Perseverance, grit, tenacity, willingness to suffer, bear all things, endure all things: this is the most difficult challenge of human life, I think, to sustain fervor to embody Christ amidst all seasons. Do you ever work really hard to have a well-ordered week, and even just the next week you think: "Wait I have to do this again?". I have. Life is characterized by newness as much as it is by stable virtuous attributes we should all be striving for, and the difficulty is twofold: harnessing and feeding the zeal (ala John the Baptist) that keeps this assertion in the forefront of our minds, as well as the wisdom with which we direct its manifestation throughout the many roles we play (ala David the King, David the Warrior, David the Penitent).
And, when we dig into this life of holiness, in all its demands, we tend to find peace when we lay our heads on our pillows at the end of the day, by grace. Your life is an unrepeatable part of the Body of Christ, and when we fail to live up to that, the whole Body suffers in some mysterious way. In what we have done and what we fail to do, we either hurt or do not nourish the Body of Christ in the way we are called, we refuse participation in the story of human redemption. Christ has already accomplished the way of redemption, but (in some mysterious way that I am not schooled to theologically articulate) His Body still suffers on earth in the hearts of His people.

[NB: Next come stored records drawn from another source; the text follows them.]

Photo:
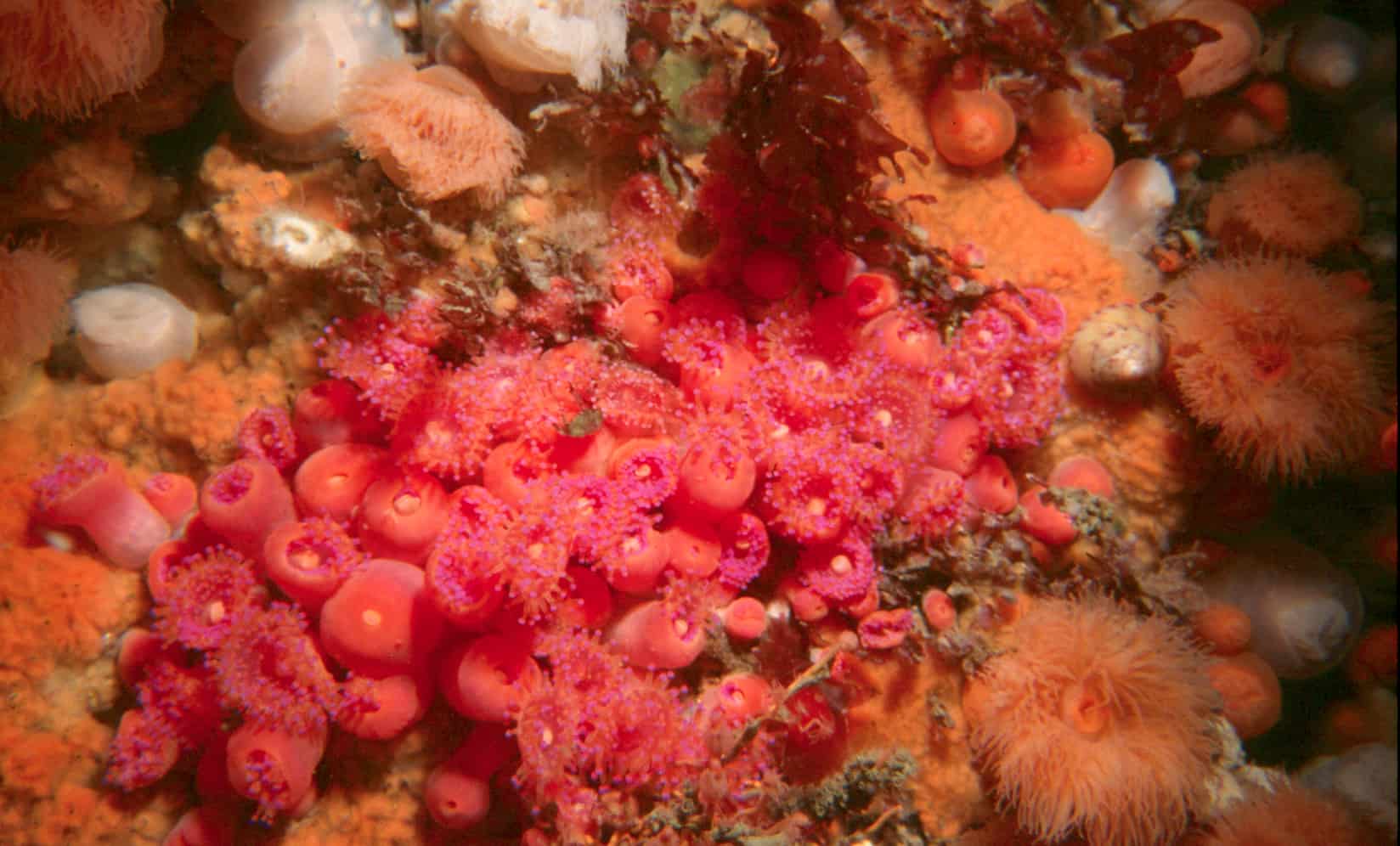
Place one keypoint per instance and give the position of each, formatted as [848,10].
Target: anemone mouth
[1087,708]
[1273,362]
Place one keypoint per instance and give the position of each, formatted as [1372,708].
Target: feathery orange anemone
[1097,722]
[1296,203]
[433,131]
[1281,360]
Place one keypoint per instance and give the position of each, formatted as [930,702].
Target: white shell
[1117,351]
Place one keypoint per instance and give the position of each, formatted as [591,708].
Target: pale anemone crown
[522,41]
[129,330]
[290,73]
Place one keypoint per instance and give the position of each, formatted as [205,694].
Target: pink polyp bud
[833,265]
[391,705]
[138,649]
[739,697]
[455,798]
[652,634]
[274,766]
[938,610]
[402,515]
[693,548]
[990,487]
[310,559]
[172,494]
[91,494]
[1043,520]
[958,444]
[486,678]
[332,481]
[381,621]
[771,274]
[745,619]
[871,295]
[244,502]
[458,790]
[906,339]
[885,629]
[143,750]
[807,604]
[1086,474]
[266,433]
[332,412]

As we approach Lent (YES PREPARE FOR LENTING, WE ARE APPROACHING ASH WEDNESDAY), our Pope has suggested that we enter into the ongoing mystery of the Body of Christ by "fasting from indifference" since this is one way in which we refuse to participate in salvation history, refuse to allow God to sanctify us more: we refuse to see and respect the suffering in others, the struggles in others (especially when it's something you have TOTALLY - kind of - "gotten over"), the confusion in others. Ask God to reveal to you what kind of indifference keeps you furthest from His Heart, keeps you from understanding and feeling what He feels.
Lord Jesus, thank you for giving us each a life from your very Life,
Thank you for giving us an opportunity to choose your Life,
to choose to imitate you in all things, to grow in humility, patience, and gentleness with ourselves and our neighbors.

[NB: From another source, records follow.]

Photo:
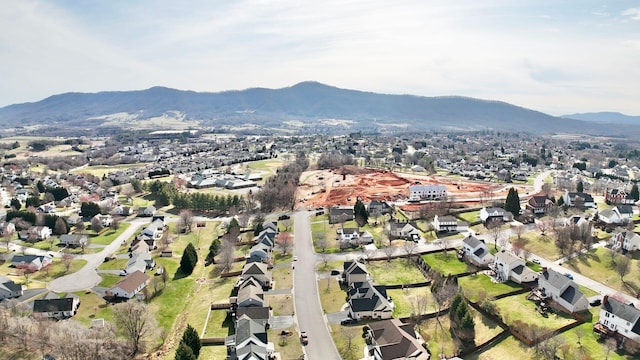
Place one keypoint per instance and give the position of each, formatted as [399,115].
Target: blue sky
[554,56]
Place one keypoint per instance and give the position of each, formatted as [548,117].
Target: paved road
[310,317]
[87,277]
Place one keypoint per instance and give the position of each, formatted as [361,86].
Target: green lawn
[395,272]
[107,236]
[332,297]
[412,301]
[517,307]
[445,263]
[469,217]
[479,286]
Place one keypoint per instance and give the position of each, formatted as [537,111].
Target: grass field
[394,272]
[445,263]
[479,286]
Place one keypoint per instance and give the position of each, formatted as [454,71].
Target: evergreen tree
[360,213]
[512,203]
[635,194]
[189,259]
[192,340]
[184,352]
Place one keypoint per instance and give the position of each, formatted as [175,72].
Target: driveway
[87,277]
[310,317]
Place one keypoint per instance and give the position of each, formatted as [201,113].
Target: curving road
[86,278]
[310,317]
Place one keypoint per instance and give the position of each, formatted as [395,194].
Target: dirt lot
[342,186]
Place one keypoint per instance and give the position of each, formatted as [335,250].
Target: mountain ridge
[308,102]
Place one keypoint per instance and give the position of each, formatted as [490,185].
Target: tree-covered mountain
[306,107]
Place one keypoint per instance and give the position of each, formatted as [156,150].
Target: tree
[186,220]
[184,352]
[284,242]
[227,255]
[61,227]
[89,209]
[213,251]
[360,213]
[635,194]
[189,259]
[135,322]
[192,340]
[96,224]
[512,203]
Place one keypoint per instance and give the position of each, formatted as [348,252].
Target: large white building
[427,192]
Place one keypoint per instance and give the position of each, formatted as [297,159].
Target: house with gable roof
[394,340]
[620,317]
[510,267]
[476,251]
[562,290]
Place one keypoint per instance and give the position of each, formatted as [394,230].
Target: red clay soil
[342,186]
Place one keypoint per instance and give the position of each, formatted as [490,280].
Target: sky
[555,56]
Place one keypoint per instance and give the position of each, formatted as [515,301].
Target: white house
[510,267]
[427,192]
[563,291]
[476,251]
[627,240]
[129,286]
[620,317]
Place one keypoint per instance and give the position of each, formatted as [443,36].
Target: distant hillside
[307,107]
[606,117]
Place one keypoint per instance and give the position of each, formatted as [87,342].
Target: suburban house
[339,214]
[403,230]
[354,272]
[9,289]
[620,317]
[259,271]
[147,211]
[627,240]
[493,214]
[563,291]
[379,207]
[476,251]
[56,308]
[250,294]
[618,215]
[446,223]
[510,267]
[36,261]
[250,341]
[617,196]
[539,204]
[571,197]
[427,192]
[369,301]
[129,286]
[73,240]
[392,339]
[7,228]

I beg of you to instill in us new eyes, receptive to Your Suffering Body in the bodies of those around us who we ignore.
I beg of you to soften our hearts to feel the pain of Your Suffering Heart, beating still on this earth in people who we somehow have forgotten.

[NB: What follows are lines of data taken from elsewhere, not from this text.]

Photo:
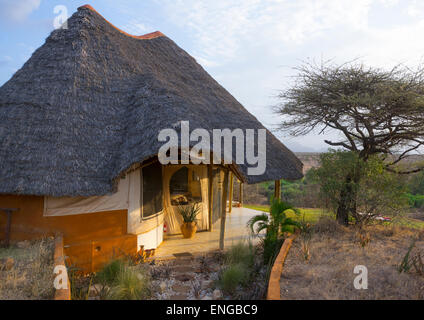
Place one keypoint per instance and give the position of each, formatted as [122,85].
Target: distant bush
[233,276]
[416,200]
[243,253]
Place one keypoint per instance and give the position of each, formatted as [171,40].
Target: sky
[249,46]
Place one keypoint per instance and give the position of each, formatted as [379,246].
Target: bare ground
[334,253]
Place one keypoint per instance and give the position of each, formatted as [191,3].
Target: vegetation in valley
[26,270]
[378,114]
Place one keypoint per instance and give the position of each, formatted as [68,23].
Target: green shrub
[242,252]
[233,276]
[109,274]
[415,200]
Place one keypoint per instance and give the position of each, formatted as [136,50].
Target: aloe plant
[189,213]
[277,220]
[275,224]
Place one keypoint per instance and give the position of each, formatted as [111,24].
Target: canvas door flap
[173,219]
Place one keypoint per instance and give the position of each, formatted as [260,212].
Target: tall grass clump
[239,263]
[120,281]
[131,284]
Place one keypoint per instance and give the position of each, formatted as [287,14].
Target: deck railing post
[223,210]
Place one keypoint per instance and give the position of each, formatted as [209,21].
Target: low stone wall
[273,292]
[59,263]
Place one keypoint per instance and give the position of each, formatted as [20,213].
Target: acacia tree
[376,112]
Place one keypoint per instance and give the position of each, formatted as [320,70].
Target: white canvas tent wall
[128,197]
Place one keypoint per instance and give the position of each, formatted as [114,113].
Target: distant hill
[312,160]
[309,160]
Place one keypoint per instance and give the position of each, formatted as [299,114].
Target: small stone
[163,286]
[206,284]
[178,297]
[217,294]
[95,289]
[182,269]
[23,244]
[179,288]
[7,264]
[184,277]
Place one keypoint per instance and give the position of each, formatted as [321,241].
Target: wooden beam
[277,190]
[8,212]
[241,194]
[231,194]
[210,203]
[224,210]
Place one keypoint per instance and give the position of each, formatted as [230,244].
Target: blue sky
[248,46]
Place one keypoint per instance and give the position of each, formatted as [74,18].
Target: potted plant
[189,214]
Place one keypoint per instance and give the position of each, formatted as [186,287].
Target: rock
[184,277]
[179,288]
[23,244]
[217,294]
[7,264]
[182,269]
[163,286]
[178,297]
[206,284]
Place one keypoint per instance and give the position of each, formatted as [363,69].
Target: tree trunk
[347,202]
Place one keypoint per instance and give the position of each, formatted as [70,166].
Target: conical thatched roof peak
[90,102]
[147,36]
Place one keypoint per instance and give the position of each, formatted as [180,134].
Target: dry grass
[31,276]
[336,250]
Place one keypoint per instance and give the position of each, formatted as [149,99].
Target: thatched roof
[90,102]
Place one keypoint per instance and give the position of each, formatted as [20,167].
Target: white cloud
[18,10]
[221,28]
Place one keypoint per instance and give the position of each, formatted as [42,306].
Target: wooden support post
[231,194]
[241,194]
[277,190]
[224,210]
[210,203]
[8,212]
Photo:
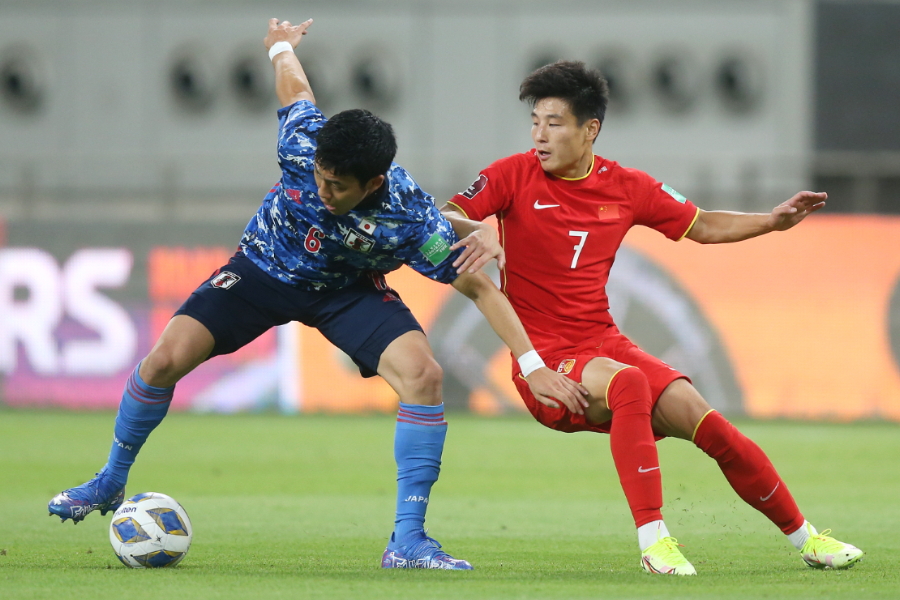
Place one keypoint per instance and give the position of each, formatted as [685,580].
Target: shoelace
[670,553]
[826,543]
[425,545]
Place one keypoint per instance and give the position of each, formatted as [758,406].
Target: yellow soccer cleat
[823,552]
[664,558]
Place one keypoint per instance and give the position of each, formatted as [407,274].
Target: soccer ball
[150,530]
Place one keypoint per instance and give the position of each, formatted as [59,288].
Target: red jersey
[561,237]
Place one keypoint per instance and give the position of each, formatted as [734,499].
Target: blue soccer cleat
[78,502]
[420,553]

Take hold of our goals, our motivations, our drives, and immerse them in the truth of your Cross, the ultimate fountainhead of our relationship with You.
Be with us as we live, do not spare us any moment alone, for we are in desperate need of your Saving Help.
All you saints and angels, pray for us, the Church Militant, as we fight for the coming of His Kingdom on earth, but first, in our hearts.